なお、ウェイターやウェイトレスに対するチップの支払もスマートフォンで行う。注文画面に「TIP(チップ)」というメニューがあるのでそれをタップするだけだ。すると画面にチップのパーセンテージがメニュー表示されるので、そこから好きなパーセンテージを選ぶ。すると注文代金にチップが上乗せされる。
対面接客式の飲食店の場合、特に現金による支払いの場合、ウェイターやウェイトレスと数回やりとりする必要が生じる(一回目は勘定をもらうため、二回目は支払いをするため、三回目はお釣りやレシートなどを受け取るため)。コンタクトレスオーダリングでは、そのプロセスを完全に削除できるのは大きなメリットだ。特にトランジットの時間が限られた空港利用者などにとっては非常にありがたいだろう。
コンタクトレスオーダリングはQSRとテイクアウトが主体に
ところで、現在アメリカの飲食業界においては、QSR(Quick Service Restaurant)と呼ばれる業態と、テイクアウトのオーダリングなどを中心にコンタクトレスオーダリングの利用が広がっているという。特にQSRとテイクアウトの両方の機能を兼ね備えたドライブスルーにおいてコンタクトレスオーダリングの利用が拡大している。とどのつまり、お客が接客を必要とせず、あらかじめ注文したいものがわかっていて、可能な限りスピーディーに料理や飲み物を受け取りたいといったシーンにおいて、コンタクトレスオーダリングの利用が進んでいるのだ。

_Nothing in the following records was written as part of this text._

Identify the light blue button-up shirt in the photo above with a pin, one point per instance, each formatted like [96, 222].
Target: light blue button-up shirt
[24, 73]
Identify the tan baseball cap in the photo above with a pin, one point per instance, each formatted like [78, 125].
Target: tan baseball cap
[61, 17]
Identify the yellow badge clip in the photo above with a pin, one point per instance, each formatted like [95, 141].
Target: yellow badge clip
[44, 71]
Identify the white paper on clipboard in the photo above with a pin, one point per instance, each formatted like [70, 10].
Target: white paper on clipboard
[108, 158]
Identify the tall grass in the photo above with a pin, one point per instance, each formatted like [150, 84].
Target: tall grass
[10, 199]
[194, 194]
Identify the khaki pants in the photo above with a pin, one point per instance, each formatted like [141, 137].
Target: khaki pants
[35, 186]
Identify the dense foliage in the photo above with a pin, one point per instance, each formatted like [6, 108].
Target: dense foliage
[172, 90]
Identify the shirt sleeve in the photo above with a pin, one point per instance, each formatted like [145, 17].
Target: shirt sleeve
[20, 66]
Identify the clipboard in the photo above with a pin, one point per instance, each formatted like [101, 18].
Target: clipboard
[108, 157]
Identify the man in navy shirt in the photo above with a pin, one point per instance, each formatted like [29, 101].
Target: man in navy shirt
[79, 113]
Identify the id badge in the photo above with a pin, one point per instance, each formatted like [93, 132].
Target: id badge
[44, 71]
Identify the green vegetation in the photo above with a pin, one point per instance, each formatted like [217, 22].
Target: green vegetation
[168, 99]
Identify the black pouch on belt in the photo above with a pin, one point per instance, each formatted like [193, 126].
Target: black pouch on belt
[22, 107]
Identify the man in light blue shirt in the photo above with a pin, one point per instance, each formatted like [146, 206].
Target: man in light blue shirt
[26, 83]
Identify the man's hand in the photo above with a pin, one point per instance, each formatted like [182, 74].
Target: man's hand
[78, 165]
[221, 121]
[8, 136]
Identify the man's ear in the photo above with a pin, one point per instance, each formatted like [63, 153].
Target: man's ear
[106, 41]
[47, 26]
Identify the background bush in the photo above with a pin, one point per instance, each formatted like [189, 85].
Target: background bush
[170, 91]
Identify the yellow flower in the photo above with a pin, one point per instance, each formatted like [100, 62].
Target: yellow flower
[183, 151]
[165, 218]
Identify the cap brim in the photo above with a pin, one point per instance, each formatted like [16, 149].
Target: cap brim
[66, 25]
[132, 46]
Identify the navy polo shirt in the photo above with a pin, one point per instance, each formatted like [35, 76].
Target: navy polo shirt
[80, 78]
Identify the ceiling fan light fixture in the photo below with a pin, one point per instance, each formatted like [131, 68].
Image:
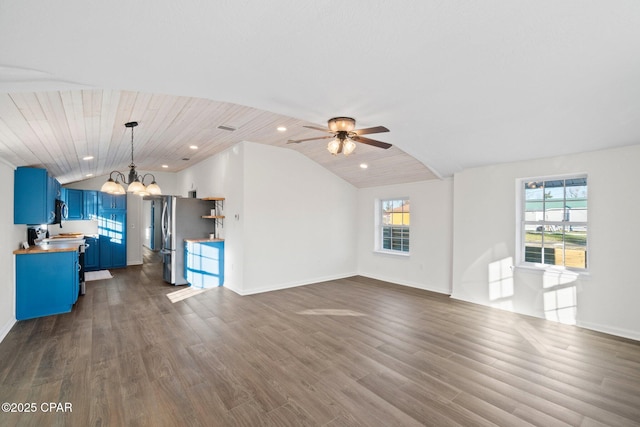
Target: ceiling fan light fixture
[342, 124]
[334, 146]
[348, 146]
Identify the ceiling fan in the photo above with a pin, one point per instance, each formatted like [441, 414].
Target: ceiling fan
[344, 136]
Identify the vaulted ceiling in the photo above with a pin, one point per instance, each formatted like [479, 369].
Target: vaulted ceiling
[459, 84]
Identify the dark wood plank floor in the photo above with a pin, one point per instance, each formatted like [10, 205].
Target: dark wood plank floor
[341, 353]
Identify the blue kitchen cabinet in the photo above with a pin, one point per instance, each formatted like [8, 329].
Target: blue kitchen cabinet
[91, 254]
[34, 196]
[112, 227]
[90, 198]
[81, 204]
[204, 263]
[74, 200]
[108, 201]
[46, 283]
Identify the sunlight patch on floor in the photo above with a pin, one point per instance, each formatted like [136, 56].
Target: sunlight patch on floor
[329, 312]
[184, 294]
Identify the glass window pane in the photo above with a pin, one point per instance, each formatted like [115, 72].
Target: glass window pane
[533, 191]
[552, 245]
[533, 243]
[575, 243]
[534, 211]
[395, 221]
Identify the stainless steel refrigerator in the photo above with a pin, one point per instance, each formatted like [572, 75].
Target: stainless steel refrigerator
[181, 219]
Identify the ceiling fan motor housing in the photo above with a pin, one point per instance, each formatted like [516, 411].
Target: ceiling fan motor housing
[342, 124]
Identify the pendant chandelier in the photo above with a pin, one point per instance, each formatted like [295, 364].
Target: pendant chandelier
[134, 181]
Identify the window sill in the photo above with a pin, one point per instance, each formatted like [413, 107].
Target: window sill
[392, 253]
[551, 269]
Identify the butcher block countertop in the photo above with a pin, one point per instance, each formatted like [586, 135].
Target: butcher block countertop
[41, 249]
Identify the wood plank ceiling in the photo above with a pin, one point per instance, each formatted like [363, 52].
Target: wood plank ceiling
[56, 130]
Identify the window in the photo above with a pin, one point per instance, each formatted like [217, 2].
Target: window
[394, 225]
[554, 222]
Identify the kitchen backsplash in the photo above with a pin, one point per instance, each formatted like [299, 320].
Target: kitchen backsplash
[88, 227]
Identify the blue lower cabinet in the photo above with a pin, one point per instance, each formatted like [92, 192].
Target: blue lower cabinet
[204, 263]
[46, 283]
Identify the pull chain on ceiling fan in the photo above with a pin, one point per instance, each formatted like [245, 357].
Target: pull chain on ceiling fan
[344, 136]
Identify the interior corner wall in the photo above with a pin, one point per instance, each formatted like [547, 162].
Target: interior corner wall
[222, 175]
[12, 236]
[429, 264]
[484, 239]
[299, 221]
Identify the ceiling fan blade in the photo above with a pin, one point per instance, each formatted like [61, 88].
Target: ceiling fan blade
[370, 141]
[295, 141]
[375, 129]
[317, 128]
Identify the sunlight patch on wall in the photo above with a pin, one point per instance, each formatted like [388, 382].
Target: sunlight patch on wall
[501, 284]
[560, 296]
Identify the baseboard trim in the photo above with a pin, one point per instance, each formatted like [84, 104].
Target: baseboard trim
[619, 332]
[292, 284]
[6, 328]
[407, 283]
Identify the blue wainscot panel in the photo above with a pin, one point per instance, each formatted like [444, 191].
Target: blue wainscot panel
[204, 263]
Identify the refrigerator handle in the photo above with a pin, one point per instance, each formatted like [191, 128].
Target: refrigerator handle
[164, 223]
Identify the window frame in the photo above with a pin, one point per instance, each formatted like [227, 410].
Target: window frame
[380, 226]
[522, 222]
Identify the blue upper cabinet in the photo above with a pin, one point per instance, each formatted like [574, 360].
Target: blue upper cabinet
[75, 203]
[34, 196]
[81, 204]
[90, 204]
[108, 201]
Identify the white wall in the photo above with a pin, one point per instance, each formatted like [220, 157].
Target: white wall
[300, 221]
[429, 264]
[288, 220]
[222, 176]
[484, 242]
[12, 236]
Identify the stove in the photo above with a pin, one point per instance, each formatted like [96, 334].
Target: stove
[78, 240]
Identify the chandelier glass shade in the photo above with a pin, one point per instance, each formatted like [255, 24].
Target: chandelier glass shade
[134, 182]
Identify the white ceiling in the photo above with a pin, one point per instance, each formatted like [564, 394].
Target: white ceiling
[459, 83]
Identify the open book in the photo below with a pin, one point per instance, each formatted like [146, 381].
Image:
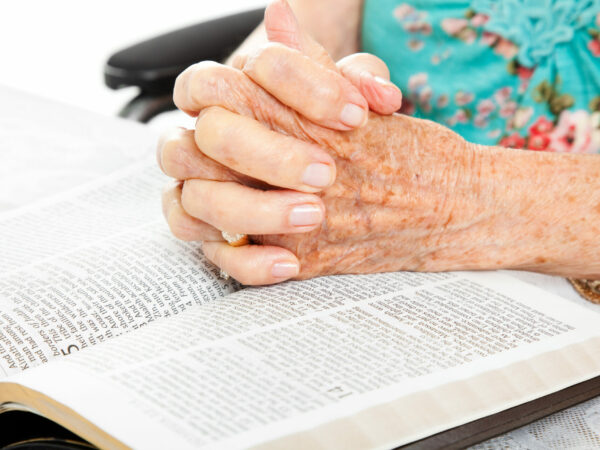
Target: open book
[120, 333]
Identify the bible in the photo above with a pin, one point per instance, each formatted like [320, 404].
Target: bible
[127, 338]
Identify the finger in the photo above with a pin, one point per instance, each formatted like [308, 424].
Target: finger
[253, 264]
[248, 147]
[281, 25]
[321, 95]
[371, 77]
[240, 209]
[179, 157]
[182, 225]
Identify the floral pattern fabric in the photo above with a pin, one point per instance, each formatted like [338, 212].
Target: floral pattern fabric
[517, 73]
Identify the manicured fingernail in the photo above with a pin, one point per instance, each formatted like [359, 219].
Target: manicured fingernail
[384, 82]
[305, 215]
[317, 175]
[285, 270]
[353, 115]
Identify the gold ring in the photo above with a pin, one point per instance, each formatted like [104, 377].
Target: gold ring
[235, 239]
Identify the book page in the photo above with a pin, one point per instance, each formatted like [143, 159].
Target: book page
[271, 362]
[83, 267]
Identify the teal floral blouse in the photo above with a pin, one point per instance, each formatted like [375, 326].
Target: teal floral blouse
[518, 73]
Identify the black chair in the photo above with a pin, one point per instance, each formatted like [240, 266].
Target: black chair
[153, 65]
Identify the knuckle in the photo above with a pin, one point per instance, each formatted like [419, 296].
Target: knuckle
[330, 97]
[208, 119]
[208, 80]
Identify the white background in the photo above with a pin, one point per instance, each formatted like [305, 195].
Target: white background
[57, 49]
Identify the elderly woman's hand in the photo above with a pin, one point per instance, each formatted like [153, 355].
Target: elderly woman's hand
[409, 194]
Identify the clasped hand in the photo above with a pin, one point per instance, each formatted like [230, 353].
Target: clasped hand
[307, 157]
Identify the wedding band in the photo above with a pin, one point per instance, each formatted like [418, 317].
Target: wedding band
[224, 275]
[235, 239]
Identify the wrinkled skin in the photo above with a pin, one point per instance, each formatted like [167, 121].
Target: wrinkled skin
[389, 208]
[403, 185]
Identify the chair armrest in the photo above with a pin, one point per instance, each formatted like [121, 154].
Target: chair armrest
[154, 64]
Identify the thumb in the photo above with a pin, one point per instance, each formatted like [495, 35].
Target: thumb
[371, 77]
[282, 26]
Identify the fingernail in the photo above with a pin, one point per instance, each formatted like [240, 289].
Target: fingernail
[353, 115]
[317, 175]
[285, 270]
[305, 215]
[384, 82]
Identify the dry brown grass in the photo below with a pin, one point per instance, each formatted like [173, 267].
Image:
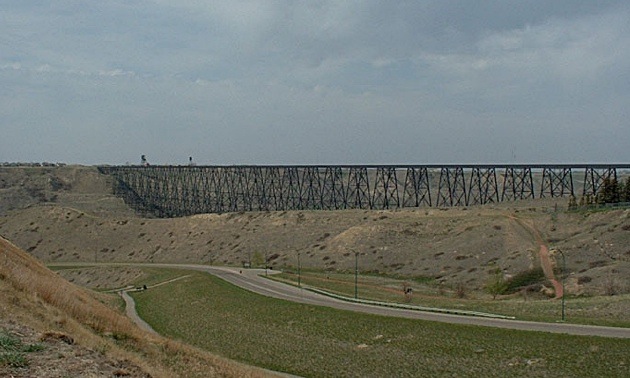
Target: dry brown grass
[33, 294]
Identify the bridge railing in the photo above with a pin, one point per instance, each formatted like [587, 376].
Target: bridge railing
[173, 191]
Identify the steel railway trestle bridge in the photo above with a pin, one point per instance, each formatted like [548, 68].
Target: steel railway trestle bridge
[175, 191]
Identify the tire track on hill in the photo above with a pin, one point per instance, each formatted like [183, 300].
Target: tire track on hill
[543, 253]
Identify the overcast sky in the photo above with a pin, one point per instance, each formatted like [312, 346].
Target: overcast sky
[315, 82]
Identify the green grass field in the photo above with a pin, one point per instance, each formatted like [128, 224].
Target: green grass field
[603, 310]
[319, 342]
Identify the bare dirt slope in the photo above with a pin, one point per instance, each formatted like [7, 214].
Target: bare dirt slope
[456, 245]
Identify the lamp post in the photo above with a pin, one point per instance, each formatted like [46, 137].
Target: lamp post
[356, 274]
[564, 269]
[299, 275]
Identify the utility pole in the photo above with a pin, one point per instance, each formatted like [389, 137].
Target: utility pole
[564, 269]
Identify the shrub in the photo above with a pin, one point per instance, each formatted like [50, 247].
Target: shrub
[525, 278]
[496, 285]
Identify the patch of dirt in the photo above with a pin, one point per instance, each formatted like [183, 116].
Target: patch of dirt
[454, 245]
[54, 354]
[102, 277]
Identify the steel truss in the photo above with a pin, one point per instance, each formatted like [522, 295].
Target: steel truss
[174, 191]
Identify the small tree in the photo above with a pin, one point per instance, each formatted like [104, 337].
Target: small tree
[497, 284]
[572, 203]
[609, 192]
[626, 190]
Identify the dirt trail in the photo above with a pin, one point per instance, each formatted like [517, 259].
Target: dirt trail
[130, 304]
[545, 259]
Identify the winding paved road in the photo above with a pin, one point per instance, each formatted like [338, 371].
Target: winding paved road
[252, 280]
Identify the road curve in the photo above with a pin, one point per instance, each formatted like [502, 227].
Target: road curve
[253, 280]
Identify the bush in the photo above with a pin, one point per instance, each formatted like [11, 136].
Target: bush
[496, 285]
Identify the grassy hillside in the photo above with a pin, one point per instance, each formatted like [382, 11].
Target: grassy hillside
[324, 342]
[49, 327]
[80, 220]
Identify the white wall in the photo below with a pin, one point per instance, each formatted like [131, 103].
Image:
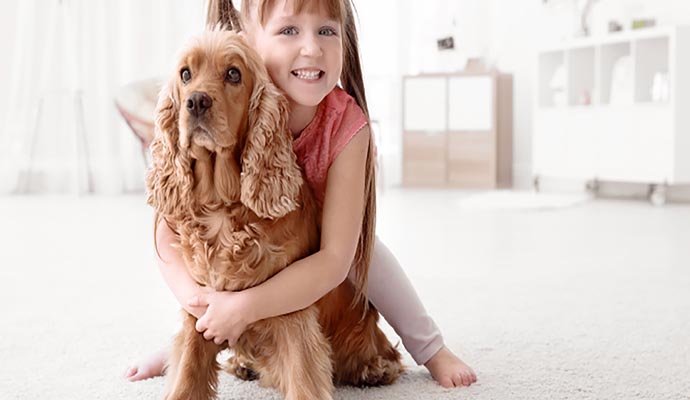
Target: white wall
[398, 37]
[506, 33]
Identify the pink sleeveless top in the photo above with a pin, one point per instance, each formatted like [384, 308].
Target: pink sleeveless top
[337, 120]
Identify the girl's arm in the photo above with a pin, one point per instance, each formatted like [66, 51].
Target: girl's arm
[306, 280]
[309, 279]
[174, 271]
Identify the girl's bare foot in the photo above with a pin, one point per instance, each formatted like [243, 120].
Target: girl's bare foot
[149, 368]
[450, 371]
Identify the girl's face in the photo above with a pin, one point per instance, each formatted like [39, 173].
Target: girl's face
[302, 52]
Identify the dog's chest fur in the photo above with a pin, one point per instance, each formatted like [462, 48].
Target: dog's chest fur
[230, 248]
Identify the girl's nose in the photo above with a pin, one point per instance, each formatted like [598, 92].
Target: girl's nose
[311, 47]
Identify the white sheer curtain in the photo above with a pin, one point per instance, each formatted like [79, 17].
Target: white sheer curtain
[68, 60]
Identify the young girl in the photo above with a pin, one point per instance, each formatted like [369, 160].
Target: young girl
[307, 46]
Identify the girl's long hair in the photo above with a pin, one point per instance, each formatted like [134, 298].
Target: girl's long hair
[351, 80]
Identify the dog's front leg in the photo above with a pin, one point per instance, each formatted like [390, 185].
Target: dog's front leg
[193, 369]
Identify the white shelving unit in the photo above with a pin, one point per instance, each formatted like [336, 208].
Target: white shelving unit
[615, 108]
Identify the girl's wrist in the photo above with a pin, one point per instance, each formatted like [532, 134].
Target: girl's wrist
[251, 313]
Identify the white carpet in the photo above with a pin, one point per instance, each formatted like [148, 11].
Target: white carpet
[513, 200]
[588, 302]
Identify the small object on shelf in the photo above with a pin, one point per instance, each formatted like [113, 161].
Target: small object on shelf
[445, 43]
[660, 87]
[643, 23]
[622, 81]
[615, 26]
[557, 86]
[585, 98]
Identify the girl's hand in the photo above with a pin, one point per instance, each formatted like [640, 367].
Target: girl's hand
[227, 316]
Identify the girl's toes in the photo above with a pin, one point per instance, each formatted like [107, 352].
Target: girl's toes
[446, 382]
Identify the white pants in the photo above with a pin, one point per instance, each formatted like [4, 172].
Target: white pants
[391, 292]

その意味において、ミネアポリス空港内にコンタクトレスオーダリングバーが出現したことは決して偶然ではない。国際空港のカウンターバーなどは基本的に旅行者や外国人を相手にしている。お客の多くは接客を必要とせず、あらかじめ注文したいものがわかっている(筆者がクラフトビールを求めていたように)。そして、可能な限りスピーディーに料理や飲み物を受け取りたいというニーズを大なり小なり持っている。国際空港のカウンターバーには、コンタクトレスオーダリングがマッチする環境があらかじめ整っていると考えられるのだ。しかも英語が話せない旅行者などにとっても、コンタクトレスオーダリングは極めて便利であろう。
対面による接客がなくなることはないが
ミネアポリス空港を出発して、さらに3時間のフライトの後、目的地のカナダ・カルガリーへ到着した。到着日翌日夜にクラフトビールを売りにしている現地で評判のレストランへ案内してもらった。大音響の音楽が鳴り響く店内では昔ながらにカジュアルな装いのウェイトレスが忙しく立ち回り、まめまめしくお客をもてなす姿が目に付いた。「おすすめの地元のクラフトビールは何ですか?」といった質問にも即答してくれ、愛嬌のあるサービスが気持ち良い、多くの地元民に愛される店だった。
今後時代がどのように変わっても、世の飲食業から対面による接客がなくなることはない。人々は対面で会話をし、店のスタッフや他のお客と交流し、家族や親しい仲間との食事を楽しむ。そうした普遍的な価値を提供するという機能こそ、飲食業が世に提供している大きなバリューの一つだ。
一方で、ミネアポリス空港内に登場したコンタクトレスオーダリングバーのような「新たな業態の店」も、今後さらに生まれてくるだろう。接客式飲食店とコンタクトレスオーダリングの飲食店とはトレードオフの関係にあるのではなく、互いに棲み分けされる存在だ。実際、コンタクトレスオーダリングの飲食店はその数を確実に増やし続けている。そして、その流れは、今後さらに勢いを増してゆくことになるのは間違いないだろう。